SlightlyLoony
Tera Contributor

find_real_file.pngThe young lady at right is quite pleased with herself. Why, you ask? It's because she just discovered that JavaScript (by far her favorite programming language) lets you replace matches of a regular expression with the results of a function that returns a string — and the function has full access to the string, the matches, and any capture groups in the match.

She's a precocious young lady, isn't she? Imagine knowing what a capture group was at her age!

This is one of those things that's best explained by example. Let's suppose you wanted your program to format a column of numbers you've received in an array. You want the result to be right-justified, and you want commas to separate each group of three digits from the right. How might you write a program to do this, and why on earth would a replacement function be of use in doing so?

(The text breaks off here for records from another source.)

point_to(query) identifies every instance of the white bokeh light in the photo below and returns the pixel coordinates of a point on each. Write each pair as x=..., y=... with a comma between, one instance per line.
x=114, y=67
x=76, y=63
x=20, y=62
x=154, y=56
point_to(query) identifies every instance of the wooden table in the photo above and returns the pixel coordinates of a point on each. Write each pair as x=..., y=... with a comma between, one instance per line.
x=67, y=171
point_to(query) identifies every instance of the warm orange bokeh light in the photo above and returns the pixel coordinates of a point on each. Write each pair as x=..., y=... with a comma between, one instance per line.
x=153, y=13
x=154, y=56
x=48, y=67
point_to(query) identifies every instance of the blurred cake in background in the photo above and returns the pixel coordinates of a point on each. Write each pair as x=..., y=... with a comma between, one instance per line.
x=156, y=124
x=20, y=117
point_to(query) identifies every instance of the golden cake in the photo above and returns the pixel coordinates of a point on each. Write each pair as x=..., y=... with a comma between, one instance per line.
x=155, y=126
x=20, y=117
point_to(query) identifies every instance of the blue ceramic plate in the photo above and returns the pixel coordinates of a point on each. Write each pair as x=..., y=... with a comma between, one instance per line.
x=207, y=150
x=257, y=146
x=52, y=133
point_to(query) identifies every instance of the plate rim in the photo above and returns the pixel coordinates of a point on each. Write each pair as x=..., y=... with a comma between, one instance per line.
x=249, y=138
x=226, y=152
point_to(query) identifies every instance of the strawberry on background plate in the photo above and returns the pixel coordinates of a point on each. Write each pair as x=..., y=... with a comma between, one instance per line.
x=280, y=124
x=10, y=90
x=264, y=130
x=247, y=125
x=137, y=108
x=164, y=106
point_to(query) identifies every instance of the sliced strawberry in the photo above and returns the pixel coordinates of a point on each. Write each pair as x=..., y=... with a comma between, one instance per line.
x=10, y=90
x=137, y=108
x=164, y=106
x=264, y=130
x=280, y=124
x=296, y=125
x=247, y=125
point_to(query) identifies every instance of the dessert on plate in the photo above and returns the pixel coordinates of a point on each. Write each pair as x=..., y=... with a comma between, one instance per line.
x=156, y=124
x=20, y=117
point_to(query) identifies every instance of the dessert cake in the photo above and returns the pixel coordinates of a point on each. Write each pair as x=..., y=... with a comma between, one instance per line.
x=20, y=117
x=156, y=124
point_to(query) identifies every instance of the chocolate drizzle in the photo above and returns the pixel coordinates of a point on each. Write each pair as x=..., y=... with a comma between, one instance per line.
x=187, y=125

Here's how we implemented it:


// call our formatter with an array of arbitrary numbers...
formatter( [5,375,4982,2347023,47632,6128,724592] );

// format the given array of numbers into a column of right-justified (in a field 12 characters wide), comma-grouped numbers...
function formatter(nums) {
var text = nums.join('\n');
var ans = text.replace(/(\d+)/g, nfRep); // MAGIC: the replacement function nfRep() in use...
gs.log('Unformatted:\n' + text);
gs.log('Formatted:\n' + ans);
}

// the replacement function
// the second parameters is all we care about; it contains the first capture group when we're invoked
// that has the number string we need to format...
function nfRep(match, num) {
// first we put our commas in...
var x = num;
var same = false;
while (!same) {
var x1 = x.length;
x = x.replace(/(\d)(\d\d\d)(?=(,|$))/, '$1,$2');
same = (x1 == x.length);
}
// now we right-justify it, and we're done...
x = ' ' + x;
return x.substr(x.length - 12);
}

Please don't run screaming from the room! It's not all that bad!

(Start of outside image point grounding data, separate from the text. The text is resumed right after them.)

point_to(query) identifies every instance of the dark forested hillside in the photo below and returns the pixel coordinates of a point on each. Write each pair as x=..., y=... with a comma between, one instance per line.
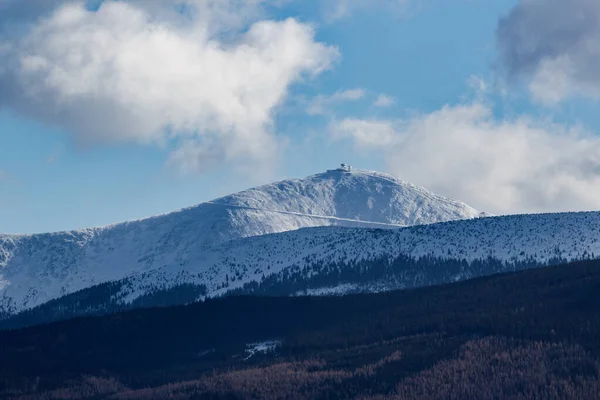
x=532, y=334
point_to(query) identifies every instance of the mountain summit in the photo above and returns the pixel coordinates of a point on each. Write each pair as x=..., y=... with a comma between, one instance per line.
x=37, y=268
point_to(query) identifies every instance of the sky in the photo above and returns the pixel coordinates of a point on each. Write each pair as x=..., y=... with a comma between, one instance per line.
x=117, y=110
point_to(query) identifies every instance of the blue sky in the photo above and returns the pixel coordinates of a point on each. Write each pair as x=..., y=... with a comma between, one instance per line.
x=469, y=118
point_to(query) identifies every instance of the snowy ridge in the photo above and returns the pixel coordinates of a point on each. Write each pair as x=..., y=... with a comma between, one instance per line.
x=38, y=268
x=539, y=239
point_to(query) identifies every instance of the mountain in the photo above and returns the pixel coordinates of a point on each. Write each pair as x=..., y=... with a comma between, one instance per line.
x=527, y=335
x=37, y=268
x=335, y=260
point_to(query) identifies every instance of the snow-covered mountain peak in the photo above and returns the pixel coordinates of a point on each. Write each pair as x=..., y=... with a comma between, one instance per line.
x=35, y=268
x=349, y=194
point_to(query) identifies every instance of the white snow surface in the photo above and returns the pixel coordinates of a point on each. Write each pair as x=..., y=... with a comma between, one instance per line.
x=37, y=268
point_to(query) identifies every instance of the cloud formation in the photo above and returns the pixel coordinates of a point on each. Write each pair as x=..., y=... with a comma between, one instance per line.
x=554, y=45
x=496, y=166
x=203, y=77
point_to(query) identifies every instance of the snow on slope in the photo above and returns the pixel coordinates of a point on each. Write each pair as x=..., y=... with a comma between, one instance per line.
x=541, y=238
x=37, y=268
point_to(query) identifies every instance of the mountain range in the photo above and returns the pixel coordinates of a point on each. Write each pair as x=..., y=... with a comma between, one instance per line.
x=338, y=232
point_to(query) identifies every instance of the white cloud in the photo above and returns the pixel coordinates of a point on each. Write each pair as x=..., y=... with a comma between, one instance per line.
x=208, y=79
x=554, y=45
x=496, y=166
x=322, y=104
x=384, y=101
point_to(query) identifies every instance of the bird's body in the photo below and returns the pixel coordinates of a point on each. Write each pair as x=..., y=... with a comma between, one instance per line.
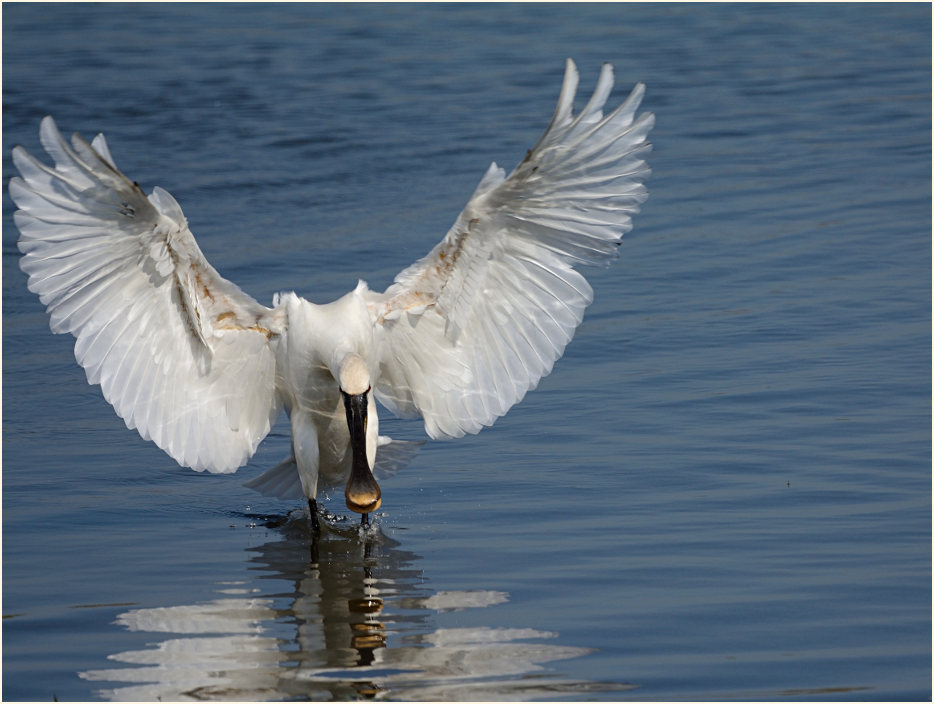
x=203, y=370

The first thing this code does is to invoke the formatter() function with the array of numbers we want to format. The function turns the array into a string with a number on each line, then does the magic part by replacing each number with the results of the nfRep() function — the replacement function. The rest just prints out the before and after strings so you can see what they look like.

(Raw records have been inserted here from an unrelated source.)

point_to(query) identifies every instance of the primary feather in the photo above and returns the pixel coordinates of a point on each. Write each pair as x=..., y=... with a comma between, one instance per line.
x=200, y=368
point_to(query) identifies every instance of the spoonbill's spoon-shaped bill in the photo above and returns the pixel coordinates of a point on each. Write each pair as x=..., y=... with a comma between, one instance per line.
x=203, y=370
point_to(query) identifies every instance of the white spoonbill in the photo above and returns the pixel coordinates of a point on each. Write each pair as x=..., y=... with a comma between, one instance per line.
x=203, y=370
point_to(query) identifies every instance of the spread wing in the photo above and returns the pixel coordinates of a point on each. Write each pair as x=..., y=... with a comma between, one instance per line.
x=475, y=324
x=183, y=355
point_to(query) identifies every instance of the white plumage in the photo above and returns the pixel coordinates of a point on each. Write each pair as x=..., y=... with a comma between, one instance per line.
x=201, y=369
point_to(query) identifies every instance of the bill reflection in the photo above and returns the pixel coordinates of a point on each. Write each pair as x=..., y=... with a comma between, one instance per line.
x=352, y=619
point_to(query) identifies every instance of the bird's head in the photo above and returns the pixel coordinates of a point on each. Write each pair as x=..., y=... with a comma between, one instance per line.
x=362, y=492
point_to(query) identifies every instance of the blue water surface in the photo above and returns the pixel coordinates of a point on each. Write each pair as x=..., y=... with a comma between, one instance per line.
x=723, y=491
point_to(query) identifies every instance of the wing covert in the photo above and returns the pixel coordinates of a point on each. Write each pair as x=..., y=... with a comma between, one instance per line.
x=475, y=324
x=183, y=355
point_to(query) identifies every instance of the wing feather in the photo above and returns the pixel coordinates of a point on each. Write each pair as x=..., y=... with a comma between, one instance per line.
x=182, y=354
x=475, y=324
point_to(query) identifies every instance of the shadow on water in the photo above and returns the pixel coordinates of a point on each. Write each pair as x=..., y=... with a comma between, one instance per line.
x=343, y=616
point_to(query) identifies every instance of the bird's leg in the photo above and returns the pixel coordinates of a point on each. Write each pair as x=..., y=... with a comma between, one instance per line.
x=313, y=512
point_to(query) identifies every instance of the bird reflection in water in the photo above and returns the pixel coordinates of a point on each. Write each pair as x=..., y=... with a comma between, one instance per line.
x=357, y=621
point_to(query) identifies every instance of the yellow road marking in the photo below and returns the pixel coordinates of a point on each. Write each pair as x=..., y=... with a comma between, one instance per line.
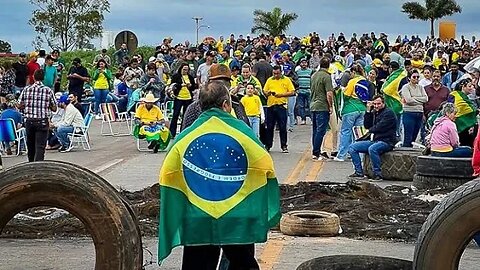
x=295, y=173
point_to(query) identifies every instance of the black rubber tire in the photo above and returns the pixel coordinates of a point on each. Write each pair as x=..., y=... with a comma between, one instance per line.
x=355, y=262
x=431, y=182
x=445, y=167
x=108, y=218
x=449, y=229
x=399, y=164
x=310, y=223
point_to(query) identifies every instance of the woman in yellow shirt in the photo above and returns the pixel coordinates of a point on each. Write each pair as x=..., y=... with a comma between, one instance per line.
x=102, y=78
x=183, y=87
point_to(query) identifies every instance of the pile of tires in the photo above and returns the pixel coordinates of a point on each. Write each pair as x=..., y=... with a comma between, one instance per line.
x=398, y=165
x=108, y=218
x=442, y=172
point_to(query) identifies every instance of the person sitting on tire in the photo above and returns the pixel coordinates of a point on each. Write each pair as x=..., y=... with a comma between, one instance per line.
x=382, y=123
x=444, y=140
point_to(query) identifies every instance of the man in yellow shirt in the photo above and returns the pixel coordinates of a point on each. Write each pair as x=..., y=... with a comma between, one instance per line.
x=277, y=89
x=151, y=124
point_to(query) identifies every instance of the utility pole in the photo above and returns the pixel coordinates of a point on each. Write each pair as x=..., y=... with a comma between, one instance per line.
x=197, y=21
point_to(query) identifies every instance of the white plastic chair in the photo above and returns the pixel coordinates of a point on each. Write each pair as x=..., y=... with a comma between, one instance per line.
x=10, y=133
x=80, y=134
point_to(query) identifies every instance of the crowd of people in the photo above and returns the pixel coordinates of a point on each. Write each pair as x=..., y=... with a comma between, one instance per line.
x=280, y=82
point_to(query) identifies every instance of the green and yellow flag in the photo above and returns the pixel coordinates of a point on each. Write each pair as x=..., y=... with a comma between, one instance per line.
x=390, y=90
x=217, y=186
x=466, y=112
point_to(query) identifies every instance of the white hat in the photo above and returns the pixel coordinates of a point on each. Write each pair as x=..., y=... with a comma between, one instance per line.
x=149, y=98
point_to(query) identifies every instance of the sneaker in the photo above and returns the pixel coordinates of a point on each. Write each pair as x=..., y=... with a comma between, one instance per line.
x=376, y=178
x=356, y=175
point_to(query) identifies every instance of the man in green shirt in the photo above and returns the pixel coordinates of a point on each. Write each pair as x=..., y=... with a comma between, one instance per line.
x=321, y=105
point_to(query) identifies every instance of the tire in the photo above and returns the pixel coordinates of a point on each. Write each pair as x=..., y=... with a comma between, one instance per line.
x=399, y=164
x=107, y=217
x=445, y=167
x=310, y=223
x=355, y=262
x=448, y=229
x=431, y=182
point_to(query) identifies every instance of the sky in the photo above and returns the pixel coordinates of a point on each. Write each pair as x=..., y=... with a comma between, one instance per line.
x=152, y=20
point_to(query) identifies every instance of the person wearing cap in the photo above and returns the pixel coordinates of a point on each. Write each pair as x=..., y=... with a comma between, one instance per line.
x=151, y=124
x=21, y=73
x=50, y=72
x=32, y=66
x=10, y=111
x=103, y=55
x=77, y=76
x=71, y=118
x=36, y=101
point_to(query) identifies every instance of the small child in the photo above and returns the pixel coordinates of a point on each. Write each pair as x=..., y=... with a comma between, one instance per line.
x=253, y=109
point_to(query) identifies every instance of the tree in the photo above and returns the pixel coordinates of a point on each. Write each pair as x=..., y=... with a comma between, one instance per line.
x=432, y=11
x=272, y=22
x=68, y=24
x=5, y=47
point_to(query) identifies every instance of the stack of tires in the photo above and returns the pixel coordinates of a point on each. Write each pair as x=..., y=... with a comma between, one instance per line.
x=442, y=172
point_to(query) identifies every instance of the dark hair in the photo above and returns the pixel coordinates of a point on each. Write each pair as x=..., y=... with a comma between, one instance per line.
x=151, y=66
x=380, y=97
x=100, y=61
x=214, y=95
x=324, y=62
x=39, y=75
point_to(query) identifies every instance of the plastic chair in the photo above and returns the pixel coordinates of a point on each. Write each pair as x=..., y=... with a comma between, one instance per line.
x=80, y=134
x=110, y=114
x=10, y=133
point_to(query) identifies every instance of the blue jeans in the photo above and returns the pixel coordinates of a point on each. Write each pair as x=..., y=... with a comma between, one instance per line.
x=374, y=150
x=412, y=122
x=276, y=114
x=349, y=121
x=255, y=124
x=303, y=104
x=100, y=97
x=461, y=151
x=291, y=111
x=62, y=135
x=319, y=128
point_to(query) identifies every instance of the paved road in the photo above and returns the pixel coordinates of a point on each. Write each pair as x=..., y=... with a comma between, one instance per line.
x=118, y=161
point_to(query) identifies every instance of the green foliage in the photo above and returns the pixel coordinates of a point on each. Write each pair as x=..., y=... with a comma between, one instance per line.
x=5, y=47
x=432, y=11
x=68, y=24
x=272, y=22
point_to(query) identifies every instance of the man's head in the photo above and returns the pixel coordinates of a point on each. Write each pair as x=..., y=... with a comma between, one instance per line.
x=436, y=77
x=378, y=102
x=63, y=101
x=215, y=95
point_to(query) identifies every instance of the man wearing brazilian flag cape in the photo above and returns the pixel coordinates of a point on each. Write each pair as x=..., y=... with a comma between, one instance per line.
x=217, y=189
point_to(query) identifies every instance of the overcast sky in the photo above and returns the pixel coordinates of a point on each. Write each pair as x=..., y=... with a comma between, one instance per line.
x=152, y=20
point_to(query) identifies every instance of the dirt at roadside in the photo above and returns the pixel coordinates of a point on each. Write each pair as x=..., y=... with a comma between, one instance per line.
x=366, y=211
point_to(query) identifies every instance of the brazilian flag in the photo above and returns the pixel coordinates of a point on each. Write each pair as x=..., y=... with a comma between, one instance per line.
x=217, y=186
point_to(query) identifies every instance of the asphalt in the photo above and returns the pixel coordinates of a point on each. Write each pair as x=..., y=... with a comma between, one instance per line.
x=120, y=163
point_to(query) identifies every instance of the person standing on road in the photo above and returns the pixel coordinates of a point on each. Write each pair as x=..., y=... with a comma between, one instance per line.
x=77, y=76
x=277, y=89
x=382, y=123
x=321, y=105
x=36, y=101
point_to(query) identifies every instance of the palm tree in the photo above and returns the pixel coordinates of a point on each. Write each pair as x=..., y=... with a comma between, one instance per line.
x=272, y=22
x=433, y=10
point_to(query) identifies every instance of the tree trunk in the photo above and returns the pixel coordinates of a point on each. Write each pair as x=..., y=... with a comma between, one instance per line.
x=432, y=29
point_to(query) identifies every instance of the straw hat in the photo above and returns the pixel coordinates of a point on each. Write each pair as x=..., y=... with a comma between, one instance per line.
x=149, y=98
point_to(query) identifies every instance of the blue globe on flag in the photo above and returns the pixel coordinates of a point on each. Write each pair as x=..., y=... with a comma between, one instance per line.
x=215, y=166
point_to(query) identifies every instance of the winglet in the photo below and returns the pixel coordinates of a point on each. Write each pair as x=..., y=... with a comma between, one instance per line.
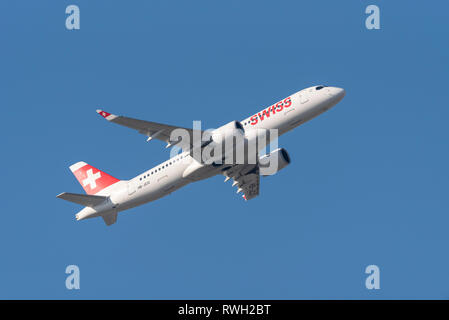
x=108, y=116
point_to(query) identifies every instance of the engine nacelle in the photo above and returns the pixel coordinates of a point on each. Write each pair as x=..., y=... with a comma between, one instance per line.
x=273, y=162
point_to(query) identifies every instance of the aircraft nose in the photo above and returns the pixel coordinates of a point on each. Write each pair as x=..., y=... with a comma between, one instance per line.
x=338, y=93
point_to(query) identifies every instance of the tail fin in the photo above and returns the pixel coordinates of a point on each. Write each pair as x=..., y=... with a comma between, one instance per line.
x=91, y=179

Replacement functions are called once for each match of the regular expression. In this case, our regular expression /(\d+)/g matches strings of one or more digits. It's global, so it will match every occurrence of a string of digits. In our example we have 7 numbers in the array, so this regular expression will match 7 times, once for each number. That means the replacement function will also be called 7 times, once for each number.

When replacement functions are called, the number and meaning of the arguments passed in depends on the regular expression.

The first argument is always present, and it contains the string that was matched. In our example, the first time the replacement function was called, the first argument would contain a '5', the second time a '375', and so on for all 7 numbers.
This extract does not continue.